Faunal turnover of marine tetrapods during the Jurassic–Cretaceous transition
Authors:
1. Roger B. J. Benson (a)
2. Patrick S. Druckenmiller (b)
Affiliations:
a. Department of Earth Sciences, University of Oxford, Oxford, U.K.
b. Department of Geology and Geophysics, University of Alaska Museum, University of Alaska Fairbanks, Fairbanks, Alaska 99775, U.S.A.
Abstract:
Marine and terrestrial animals show a mosaic of lineage extinctions and diversifications during the Jurassic–Cretaceous transition. However, despite its potential importance in shaping animal evolution, few palaeontological studies have focussed on this interval and the possible climate and biotic drivers of its faunal turnover. In consequence evolutionary patterns in most groups are poorly understood. We use a new, large morphological dataset to examine patterns of lineage diversity and disparity (variety of form) in the marine tetrapod clade Plesiosauria, and compare these patterns with those of other organisms. Although seven plesiosaurian lineages have been hypothesised as crossing the Jurassic–Cretaceous boundary, our most parsimonious topology suggests the number was only three. The robust recovery of a novel group including most Cretaceous plesiosauroids (Xenopsaria, new clade) is instrumental in this result. Substantial plesiosaurian turnover occurred during the Jurassic–Cretaceous boundary interval, including the loss of substantial pliosaurid, and cryptoclidid diversity and disparity, followed by the radiation of Xenopsaria during the Early Cretaceous. Possible physical drivers of this turnover include climatic fluctuations that influenced oceanic productivity and diversity: Late Jurassic climates were characterised by widespread global monsoonal conditions and increased nutrient flux into the opening Atlantic-Tethys, resulting in eutrophication and a highly productive, but taxonomically depauperate, plankton.
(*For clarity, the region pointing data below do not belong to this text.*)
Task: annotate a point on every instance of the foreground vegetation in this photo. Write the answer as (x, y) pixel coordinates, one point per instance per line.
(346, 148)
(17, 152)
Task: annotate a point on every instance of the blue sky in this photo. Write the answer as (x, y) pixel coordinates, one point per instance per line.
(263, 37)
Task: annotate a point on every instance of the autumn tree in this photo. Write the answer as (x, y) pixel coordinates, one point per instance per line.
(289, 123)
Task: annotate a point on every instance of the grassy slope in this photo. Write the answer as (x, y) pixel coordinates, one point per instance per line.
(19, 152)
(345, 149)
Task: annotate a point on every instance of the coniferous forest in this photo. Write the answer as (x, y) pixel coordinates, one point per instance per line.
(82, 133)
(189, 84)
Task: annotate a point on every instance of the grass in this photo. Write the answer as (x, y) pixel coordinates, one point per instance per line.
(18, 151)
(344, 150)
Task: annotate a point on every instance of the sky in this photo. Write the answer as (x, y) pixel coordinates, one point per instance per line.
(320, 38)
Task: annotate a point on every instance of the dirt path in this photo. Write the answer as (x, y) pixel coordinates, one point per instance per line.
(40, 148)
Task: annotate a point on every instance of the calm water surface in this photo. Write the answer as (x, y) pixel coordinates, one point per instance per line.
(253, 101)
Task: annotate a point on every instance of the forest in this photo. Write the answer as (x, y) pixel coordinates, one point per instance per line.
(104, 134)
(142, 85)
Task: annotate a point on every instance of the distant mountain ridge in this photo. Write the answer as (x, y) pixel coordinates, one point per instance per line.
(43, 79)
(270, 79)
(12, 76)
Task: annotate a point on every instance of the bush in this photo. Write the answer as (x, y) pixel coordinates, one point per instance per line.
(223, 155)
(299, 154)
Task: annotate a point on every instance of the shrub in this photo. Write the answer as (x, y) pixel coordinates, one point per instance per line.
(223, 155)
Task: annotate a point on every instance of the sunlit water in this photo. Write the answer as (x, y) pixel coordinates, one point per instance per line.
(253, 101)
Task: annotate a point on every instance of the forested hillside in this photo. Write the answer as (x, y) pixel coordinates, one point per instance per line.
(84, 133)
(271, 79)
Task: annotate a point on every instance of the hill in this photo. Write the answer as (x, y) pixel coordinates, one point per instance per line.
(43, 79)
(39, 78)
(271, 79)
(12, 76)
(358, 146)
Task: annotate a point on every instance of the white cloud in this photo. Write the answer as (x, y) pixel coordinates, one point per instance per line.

Latest Jurassic and Early Cretaceous climates were more arid, resulting in oligotrophic ocean conditions and high taxonomic diversity of radiolarians, calcareous nannoplankton and possibly ammonoids. However, the observation of discordant extinction patterns in other marine tetrapod groups such as ichthyosaurs and marine crocodylomorphs suggests that clade-specific factors may have been more important than overarching extrinsic drivers of faunal turnover during the Jurassic–Cretaceous boundary interval.
I am taking it that this is to early of an event for "The Mosasaurs Ate them" to be viable? I sort of took it to be that the anoxia events allowed previously marginal groups (T-Rex - Mosasaurs) to move into the whole left vacant by regional extinctions, and once they got their foothold in the "large" category, they outcompeted them.